Wikipedia’s Fake News Repellent Coming Soon

WikiPedia’s founder Jimmy Wales recently unveiled Wikitribune, a free online platform offering news stories designed to counter fake news. Wales said the project will be crowdfunded, and a team of journalists and volunteers would be closely working together to prevent misleading news from spreading across the Internet.

Wikitribune to ‘Fix the News’

Wikitribune will not rely on advertisers for funding, but it will need supporters’ help. Wales said readers will be able to verify the accuracy of the articles posted there since source material will be disclosed.

The news is broken, but we’ve figured out how to fix it,

the founder of the online encyclopedia said in an add on the site’s homepage.

Wikitribune will start churning out news in 29 days. The website now plans to raise enough money to hire a dozen real journalists. Supporters are encouraged to make a $10 monthly donation, but they can donate more or less.

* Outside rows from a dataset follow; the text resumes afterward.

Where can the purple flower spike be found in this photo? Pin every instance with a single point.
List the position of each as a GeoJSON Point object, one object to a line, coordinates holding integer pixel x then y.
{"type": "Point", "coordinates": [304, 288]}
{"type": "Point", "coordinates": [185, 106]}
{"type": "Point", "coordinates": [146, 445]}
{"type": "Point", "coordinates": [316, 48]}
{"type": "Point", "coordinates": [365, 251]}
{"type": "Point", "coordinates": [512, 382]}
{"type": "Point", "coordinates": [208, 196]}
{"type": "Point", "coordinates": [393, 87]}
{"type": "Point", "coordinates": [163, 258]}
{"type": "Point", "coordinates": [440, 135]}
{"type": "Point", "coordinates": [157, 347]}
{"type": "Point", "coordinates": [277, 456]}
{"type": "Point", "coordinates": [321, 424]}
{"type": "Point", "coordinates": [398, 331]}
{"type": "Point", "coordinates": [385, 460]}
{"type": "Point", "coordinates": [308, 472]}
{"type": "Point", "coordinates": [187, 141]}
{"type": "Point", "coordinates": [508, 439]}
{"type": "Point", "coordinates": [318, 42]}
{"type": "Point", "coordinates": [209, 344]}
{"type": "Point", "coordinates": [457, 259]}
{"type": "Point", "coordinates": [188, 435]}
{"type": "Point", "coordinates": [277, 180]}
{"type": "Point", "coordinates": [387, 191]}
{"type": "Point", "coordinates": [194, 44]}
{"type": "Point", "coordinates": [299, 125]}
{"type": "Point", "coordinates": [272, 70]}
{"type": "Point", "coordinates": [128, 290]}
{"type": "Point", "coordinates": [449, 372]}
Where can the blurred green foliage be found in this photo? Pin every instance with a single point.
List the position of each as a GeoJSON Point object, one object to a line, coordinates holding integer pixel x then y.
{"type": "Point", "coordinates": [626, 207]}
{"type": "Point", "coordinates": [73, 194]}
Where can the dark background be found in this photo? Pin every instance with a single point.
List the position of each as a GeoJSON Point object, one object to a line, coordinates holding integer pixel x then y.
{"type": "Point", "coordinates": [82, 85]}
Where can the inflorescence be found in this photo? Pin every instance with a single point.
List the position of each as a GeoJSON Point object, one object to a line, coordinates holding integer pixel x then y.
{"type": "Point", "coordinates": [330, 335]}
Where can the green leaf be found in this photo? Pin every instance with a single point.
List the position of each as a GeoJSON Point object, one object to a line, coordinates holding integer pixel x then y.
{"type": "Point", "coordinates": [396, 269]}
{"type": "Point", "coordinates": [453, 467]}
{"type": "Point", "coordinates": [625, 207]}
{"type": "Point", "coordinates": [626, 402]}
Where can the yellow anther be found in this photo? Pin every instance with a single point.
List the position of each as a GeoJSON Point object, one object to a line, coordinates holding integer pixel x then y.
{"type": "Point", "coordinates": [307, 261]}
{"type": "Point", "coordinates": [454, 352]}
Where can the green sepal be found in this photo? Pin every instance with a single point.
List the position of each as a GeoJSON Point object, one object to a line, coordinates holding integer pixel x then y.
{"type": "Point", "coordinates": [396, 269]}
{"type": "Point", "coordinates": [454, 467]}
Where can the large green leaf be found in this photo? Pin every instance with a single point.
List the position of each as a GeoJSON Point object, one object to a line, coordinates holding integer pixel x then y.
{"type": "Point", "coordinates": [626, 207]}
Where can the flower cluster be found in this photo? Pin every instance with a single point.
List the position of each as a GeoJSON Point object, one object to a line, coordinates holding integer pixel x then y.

The so-called “fake news” – a term coined by president Donald Trump – began spreading like wildfire during the 2016 presidential campaign. The news stories generated a lot of profit and benefited certain political factions.

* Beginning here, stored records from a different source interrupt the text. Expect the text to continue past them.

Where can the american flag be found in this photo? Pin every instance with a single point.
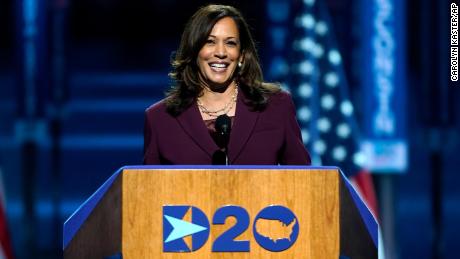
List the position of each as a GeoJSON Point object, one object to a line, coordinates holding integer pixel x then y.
{"type": "Point", "coordinates": [324, 109]}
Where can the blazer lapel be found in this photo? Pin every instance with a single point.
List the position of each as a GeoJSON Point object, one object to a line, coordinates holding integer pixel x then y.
{"type": "Point", "coordinates": [243, 125]}
{"type": "Point", "coordinates": [192, 123]}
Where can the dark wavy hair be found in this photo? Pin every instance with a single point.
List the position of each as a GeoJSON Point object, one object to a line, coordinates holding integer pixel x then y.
{"type": "Point", "coordinates": [185, 73]}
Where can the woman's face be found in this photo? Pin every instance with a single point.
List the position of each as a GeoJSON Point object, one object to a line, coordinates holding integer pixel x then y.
{"type": "Point", "coordinates": [219, 56]}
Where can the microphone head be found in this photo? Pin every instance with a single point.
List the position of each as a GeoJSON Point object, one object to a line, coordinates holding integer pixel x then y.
{"type": "Point", "coordinates": [223, 124]}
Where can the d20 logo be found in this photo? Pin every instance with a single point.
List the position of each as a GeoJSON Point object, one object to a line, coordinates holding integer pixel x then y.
{"type": "Point", "coordinates": [276, 228]}
{"type": "Point", "coordinates": [185, 228]}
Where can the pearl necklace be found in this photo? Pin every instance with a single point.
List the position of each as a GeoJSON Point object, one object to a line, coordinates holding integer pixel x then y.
{"type": "Point", "coordinates": [227, 108]}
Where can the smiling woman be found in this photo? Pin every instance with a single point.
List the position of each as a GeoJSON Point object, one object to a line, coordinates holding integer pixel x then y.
{"type": "Point", "coordinates": [217, 77]}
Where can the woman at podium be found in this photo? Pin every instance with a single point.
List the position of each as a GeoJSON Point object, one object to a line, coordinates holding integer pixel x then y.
{"type": "Point", "coordinates": [219, 110]}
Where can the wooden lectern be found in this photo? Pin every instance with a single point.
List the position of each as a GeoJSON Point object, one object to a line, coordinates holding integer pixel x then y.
{"type": "Point", "coordinates": [125, 217]}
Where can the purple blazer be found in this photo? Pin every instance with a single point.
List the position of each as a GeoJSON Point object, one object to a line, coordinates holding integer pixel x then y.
{"type": "Point", "coordinates": [269, 137]}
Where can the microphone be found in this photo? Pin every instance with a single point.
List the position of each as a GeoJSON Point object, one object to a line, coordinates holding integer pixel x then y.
{"type": "Point", "coordinates": [223, 128]}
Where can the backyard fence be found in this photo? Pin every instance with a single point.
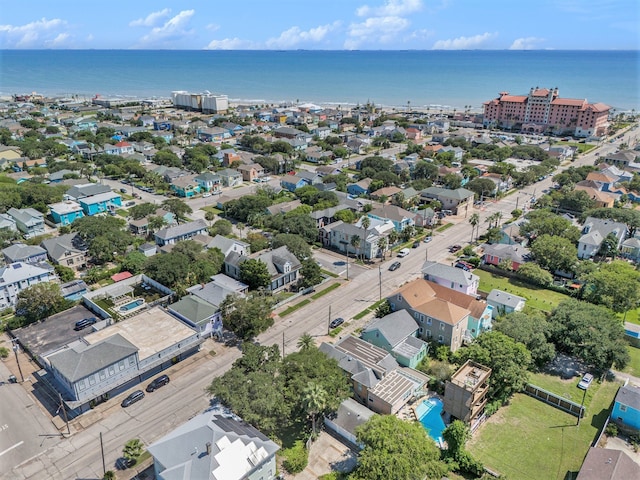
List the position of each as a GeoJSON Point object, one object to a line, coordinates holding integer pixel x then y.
{"type": "Point", "coordinates": [554, 400]}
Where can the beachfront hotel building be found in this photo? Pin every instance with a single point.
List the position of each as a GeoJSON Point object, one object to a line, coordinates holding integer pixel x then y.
{"type": "Point", "coordinates": [544, 110]}
{"type": "Point", "coordinates": [205, 102]}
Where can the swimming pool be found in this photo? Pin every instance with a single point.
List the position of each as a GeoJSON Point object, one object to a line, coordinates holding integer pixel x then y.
{"type": "Point", "coordinates": [131, 305]}
{"type": "Point", "coordinates": [429, 415]}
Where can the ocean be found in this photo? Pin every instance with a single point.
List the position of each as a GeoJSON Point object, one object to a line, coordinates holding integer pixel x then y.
{"type": "Point", "coordinates": [416, 79]}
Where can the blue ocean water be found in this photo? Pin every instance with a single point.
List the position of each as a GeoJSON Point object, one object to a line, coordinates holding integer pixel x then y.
{"type": "Point", "coordinates": [453, 79]}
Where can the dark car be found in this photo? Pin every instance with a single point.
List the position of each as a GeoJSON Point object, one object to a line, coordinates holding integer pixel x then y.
{"type": "Point", "coordinates": [336, 322]}
{"type": "Point", "coordinates": [161, 381]}
{"type": "Point", "coordinates": [394, 266]}
{"type": "Point", "coordinates": [85, 322]}
{"type": "Point", "coordinates": [133, 398]}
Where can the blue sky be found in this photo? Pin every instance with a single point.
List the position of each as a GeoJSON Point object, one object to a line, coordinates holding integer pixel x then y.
{"type": "Point", "coordinates": [321, 25]}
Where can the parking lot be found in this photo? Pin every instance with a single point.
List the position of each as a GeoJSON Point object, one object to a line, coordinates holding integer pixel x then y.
{"type": "Point", "coordinates": [53, 332]}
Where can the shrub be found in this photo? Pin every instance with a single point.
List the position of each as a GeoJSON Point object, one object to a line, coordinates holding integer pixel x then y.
{"type": "Point", "coordinates": [295, 458]}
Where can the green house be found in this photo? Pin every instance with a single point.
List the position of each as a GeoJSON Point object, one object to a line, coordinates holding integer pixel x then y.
{"type": "Point", "coordinates": [397, 333]}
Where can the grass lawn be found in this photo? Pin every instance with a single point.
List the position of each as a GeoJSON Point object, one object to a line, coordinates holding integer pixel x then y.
{"type": "Point", "coordinates": [537, 297]}
{"type": "Point", "coordinates": [634, 364]}
{"type": "Point", "coordinates": [530, 440]}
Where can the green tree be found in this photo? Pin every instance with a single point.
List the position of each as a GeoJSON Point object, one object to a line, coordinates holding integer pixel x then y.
{"type": "Point", "coordinates": [396, 449]}
{"type": "Point", "coordinates": [509, 361]}
{"type": "Point", "coordinates": [132, 450]}
{"type": "Point", "coordinates": [255, 273]}
{"type": "Point", "coordinates": [590, 332]}
{"type": "Point", "coordinates": [294, 243]}
{"type": "Point", "coordinates": [554, 253]}
{"type": "Point", "coordinates": [532, 330]}
{"type": "Point", "coordinates": [39, 301]}
{"type": "Point", "coordinates": [615, 285]}
{"type": "Point", "coordinates": [247, 316]}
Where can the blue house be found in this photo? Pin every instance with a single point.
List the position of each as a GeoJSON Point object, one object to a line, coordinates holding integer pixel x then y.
{"type": "Point", "coordinates": [101, 203]}
{"type": "Point", "coordinates": [292, 182]}
{"type": "Point", "coordinates": [64, 213]}
{"type": "Point", "coordinates": [626, 407]}
{"type": "Point", "coordinates": [360, 188]}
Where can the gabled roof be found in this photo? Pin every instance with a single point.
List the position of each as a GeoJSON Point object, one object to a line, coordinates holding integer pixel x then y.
{"type": "Point", "coordinates": [80, 359]}
{"type": "Point", "coordinates": [394, 327]}
{"type": "Point", "coordinates": [212, 446]}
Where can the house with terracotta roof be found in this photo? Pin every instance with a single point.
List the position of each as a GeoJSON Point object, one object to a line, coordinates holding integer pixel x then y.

Charlie Beckett, a British expert in media matters at the London School of Economics, underlined that the U.S. public has lost trust in the press. Beckett, however, is concerned about Wikitribune’s outreach. He noted the users will be mostly people who are already media-literate.

Wales argues in his promotional clip that since people expected news to be completely free, online news outlets have relied on ad money to stay in the business. The situation encouraged news websites to focus on “clickbait” rather than on quality content.

Wales added that social media platforms increasingly rely on algorithms to give people the news on their liking, reinforcing their biases. This has also contributed to the spread of fake news.

Wikitribune claims the news stories will be created and vetted by professional journalists and an army of volunteers. Readers will be allowed to report inaccuracies and submit possible fixes.

Beckett thinks Wikitribune contributors could greatly benefit from the expertise of their readership, a strategy heavily used by the mainstream media. The expert said that there is no failproof method against inaccuracies. He underlined that being a U.S. citizen does not make anyone unbiased or prejudice-proof.

Google Declares War to Fake News

In the meantime, the world’s most popular search engine Google is tweaking its algorithms to remove fake news websites from search results. Google engineers said the websites will still be indexed but they will not appear on the top.

Google’s parent company Alphabet Inc. broke the news earlier this week. Google has also reportedly instructed 10,000 of its employees that rate websites to pay extra attention to websites that promote low-quality content such as fabricated news and conspiracy theories. These sites in particular will be highlighted as low-content. Google will be reportedly altering algorithms for its “auto-complete” too for the same reason. For example, an offensive autocomplete such as “women are evil” will be removed. Users will be able to report offensive content via a feedback form.